According to records obtained by The Associated Press, the pipeline spills — many of them small — are among some 750 "oil field incidents" that have occurred since January 2012 without public notification.

"That's news to us," said Don Morrison, director of the Dakota Resource Council, an environmental-minded landowner group with more than 700 members in North Dakota.

Dennis Fewless, director of water quality for the state Health Department, said regulators are reviewing the state's policies for when to publicly report such incidents after a massive spill was discovered last month in northwestern North Dakota by a wheat farmer. State and company officials kept it quiet for 11 days — and only said something after the AP asked about it.

Soon after the AP published its report Friday, the Health Department announced it is testing a website to publish information on all spills reported to the department.

North Dakota regulators, like in many other oil-producing states, are not obliged to tell the public about oil spills under state law. But in a state that's producing a million barrels a day and saw nearly 2,500 miles of new pipelines last year, many believe the risk of spills will increase, posing a bigger threat to farmland and water.

"We're certainly looking at that now and what would be a threshold for reporting to the public," Fewless said. Taking notice of the recent criticism, the state issued a statement Oct. 17 on an estimated 7-barrel oil spill in Divide County, which borders Canada in far northwestern North Dakota.

The state also is mulling a better system to track spills in-house, Fewless said, from their origin to cleanup status.

Dave Glatt, chief of the department's environmental health section, said the website announced late Friday would likely go live in two to three weeks.
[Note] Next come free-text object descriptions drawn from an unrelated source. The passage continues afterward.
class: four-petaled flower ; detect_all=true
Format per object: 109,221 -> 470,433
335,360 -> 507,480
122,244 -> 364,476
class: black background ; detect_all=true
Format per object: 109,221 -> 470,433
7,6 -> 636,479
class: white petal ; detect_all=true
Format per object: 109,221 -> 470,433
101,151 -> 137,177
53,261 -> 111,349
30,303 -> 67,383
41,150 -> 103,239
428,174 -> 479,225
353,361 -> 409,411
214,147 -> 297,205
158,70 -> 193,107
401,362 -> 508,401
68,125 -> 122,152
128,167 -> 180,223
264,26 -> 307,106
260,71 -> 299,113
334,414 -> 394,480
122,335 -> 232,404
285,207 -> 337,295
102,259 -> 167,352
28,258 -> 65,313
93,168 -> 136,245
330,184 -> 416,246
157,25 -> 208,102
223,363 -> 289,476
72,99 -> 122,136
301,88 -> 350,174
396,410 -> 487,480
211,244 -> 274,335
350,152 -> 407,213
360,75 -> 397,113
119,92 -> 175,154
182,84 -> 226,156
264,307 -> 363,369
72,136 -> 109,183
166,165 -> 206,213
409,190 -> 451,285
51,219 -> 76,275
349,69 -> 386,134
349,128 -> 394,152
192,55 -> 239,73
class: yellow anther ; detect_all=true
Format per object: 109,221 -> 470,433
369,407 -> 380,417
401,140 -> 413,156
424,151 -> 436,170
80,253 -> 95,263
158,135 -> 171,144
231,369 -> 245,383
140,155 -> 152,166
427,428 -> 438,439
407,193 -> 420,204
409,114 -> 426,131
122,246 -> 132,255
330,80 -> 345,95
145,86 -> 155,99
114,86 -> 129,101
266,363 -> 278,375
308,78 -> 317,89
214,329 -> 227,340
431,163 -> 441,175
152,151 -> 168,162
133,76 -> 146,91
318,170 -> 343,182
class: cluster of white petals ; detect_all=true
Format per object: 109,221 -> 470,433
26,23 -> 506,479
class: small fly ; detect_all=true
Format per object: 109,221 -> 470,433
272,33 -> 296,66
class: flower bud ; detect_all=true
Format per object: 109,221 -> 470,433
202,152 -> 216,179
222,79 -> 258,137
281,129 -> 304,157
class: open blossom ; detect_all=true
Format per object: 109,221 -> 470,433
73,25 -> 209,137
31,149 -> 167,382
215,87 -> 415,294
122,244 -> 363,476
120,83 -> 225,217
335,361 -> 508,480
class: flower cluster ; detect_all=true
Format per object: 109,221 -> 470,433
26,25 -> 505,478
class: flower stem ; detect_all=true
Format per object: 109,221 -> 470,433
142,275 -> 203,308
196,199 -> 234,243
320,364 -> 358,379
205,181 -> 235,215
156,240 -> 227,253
He said officials are still considering how large a spill should trigger a public announcement in addition to being published on the website.

A spill-tracking system would be valuable for the public, said Louis Kuster, who raises wheat near Stanley in northwest North Dakota. Farmers and ranchers rely on land for their livelihood, so information on spills that could threaten land or water supplies "absolutely is important for us to know," he said.

Between coffee-shop talk and chatting with neighbors, nothing much happens around the fourth-generation farmer's land without him knowing about it — except when it comes to oil spills.

"What you don't know, nobody is going to tell you," Kuster said.

Earlier this month, Kuster and his neighbors noticed truckloads of oil-tainted dirt being hauled away from an adjacent farm. It was allegedly from a broken pipeline, but no one really knows for sure, he said.

"We have no idea how big the spill is and why it happened," he said. "I'd try to get more information from the state but I'm too busy getting my harvest in."

North Dakota officials have urged pipeline industry to officials to quickly — and safely — expand the network to keep pace with record production in the oil patch. The state has about 17,500 miles of pipelines, including the addition last year of 2,470 miles, roughly the distance from New York City to Los Angeles.


But God forbid we don't have regulations.